Alpesh Patel OBE, CEO in Asset Management, Media Commentator, International Best-Selling Author and Philanthropist, former visiting fellow in Business, Oxford University and Asian Voice’s regular columnist who brings you Political Sketchbook & Financial Voice, talks extensively about climate change in this Q&A.
How do the current sociopolitical economic challenges affect climate change?
A lot of attention, particularly public attention is focused of course, on the war in Ukraine. That means that the same public attention is not focused on making sure politicians' feet are kept to the fire. That's a key problem. When the world gets around having its attention as it did during COP26 to a particular issue, governments move. When governments think they're not being watched, they tend not to move.
However, there is one slight positive, which is this. The conflict with Russia, certainly for the Western governments, if you consider which are the most polluting; China, EU, US. For Western governments, that move away from relying on Russian oil should mean the EU, UK, US will be less reliant on hydrocarbons oils. UK has very little reliance on Russian oil and gas, and similarly to the US, very little reliance. But it's surely for the EU, it might lead to a shift in the EU more towards climate benefiting sources of fuel, right?
Where and when do you think the human species went wrong in the assessment of climate change and its adverse impact?
I think there was an area where we went wrong and there's an area when even though we could have gone right, we continued choosing to go wrong. And it's this, first of all, to some extent you can't blame us if we don't have the data. When I look at the data on the NASA website and I like going to the NASA website, okay? Basically, the level of atmospheric carbon dioxide had never been above the 1950s level for millennia. And we know this because we can dig up old fossils and you can tell the carbon content of the air at that time when those fossils were fossilized, so from thousands of years ago.

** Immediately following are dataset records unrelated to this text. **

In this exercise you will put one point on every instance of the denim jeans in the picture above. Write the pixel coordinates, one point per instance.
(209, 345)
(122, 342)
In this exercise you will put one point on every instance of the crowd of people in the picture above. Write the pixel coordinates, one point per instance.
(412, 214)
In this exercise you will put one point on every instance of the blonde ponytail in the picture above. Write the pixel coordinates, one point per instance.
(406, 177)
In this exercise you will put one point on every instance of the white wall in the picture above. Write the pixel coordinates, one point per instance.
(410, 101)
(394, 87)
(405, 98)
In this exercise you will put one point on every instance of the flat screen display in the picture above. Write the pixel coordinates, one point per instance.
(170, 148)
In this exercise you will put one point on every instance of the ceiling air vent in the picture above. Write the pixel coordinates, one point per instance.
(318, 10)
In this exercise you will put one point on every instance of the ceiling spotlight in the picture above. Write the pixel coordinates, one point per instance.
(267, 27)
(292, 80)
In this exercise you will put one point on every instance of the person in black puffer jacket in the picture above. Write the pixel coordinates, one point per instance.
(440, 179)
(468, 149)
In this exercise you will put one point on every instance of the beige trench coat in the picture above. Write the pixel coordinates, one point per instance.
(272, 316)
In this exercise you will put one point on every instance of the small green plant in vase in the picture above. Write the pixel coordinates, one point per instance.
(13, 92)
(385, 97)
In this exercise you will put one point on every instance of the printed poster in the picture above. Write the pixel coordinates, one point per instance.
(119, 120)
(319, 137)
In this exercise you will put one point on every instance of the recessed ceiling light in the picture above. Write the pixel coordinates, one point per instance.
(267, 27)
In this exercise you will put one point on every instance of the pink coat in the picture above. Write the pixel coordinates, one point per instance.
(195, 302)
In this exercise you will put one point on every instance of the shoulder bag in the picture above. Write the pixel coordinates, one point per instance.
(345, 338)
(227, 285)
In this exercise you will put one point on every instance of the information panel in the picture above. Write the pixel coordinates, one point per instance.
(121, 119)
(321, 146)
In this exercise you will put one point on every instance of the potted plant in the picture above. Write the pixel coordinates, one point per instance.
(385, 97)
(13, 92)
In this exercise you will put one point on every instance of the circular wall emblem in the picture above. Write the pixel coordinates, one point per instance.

I think you got to be pretty off your face if you think NASA data is somehow just manufactured artificial political unless you're a flat earth supporter. In which case you definitely don't believe in NASA's data. So that's the basis where I go, where did we go wrong? Well, we have the denies which still exist. And thankfully, they have a weaker force in government.
Governments are notoriously bad at colluding and creating cartels as the numbers grow bigger. You could probably create a formula and say, "The more governments are involved, the less law likely that collusion will hold." OPEC is ironically enough one of the best-known cartels in the world, and even they get people cheating as it were. Simple so, what's the problem? Self-interest is. We're, as I said, we don't have a united government of the world. We have nation-states.
So how can UK-India work together?
What will happen going forward between UK-India is, of course, shared knowledge on the technologies that we need. India has a problem in that it doesn't make enough solar panels domestically of sufficiently high quality. Britain can help with that. Britain has a problem with carbon extraction technology, which India's rather good at. We've brought companies like carbon clean solutions from India over to the UK using their intellectual property out there and they've been phenomenal. So I think that partnership of knowledge sharing will be tremendously useful, plus India needs a lot of capital and the UK financial markets are very good at raising capital.
I think Britain can help whether it's green bonds or just raising capital for its companies in the conventional sense through the London markets. And as I said, the UK is very good at that.
How can the Asian community contribute towards building a better or more sustainable future amid solving the climate crisis?
I think going back to that old attitude that our parents had when they first came to this country and when money was so tight, that you didn't just throw away clothes, you didn't just keep buying new ones, you didn't have fast fashion. You did recycle and reuse and relabel and repurpose.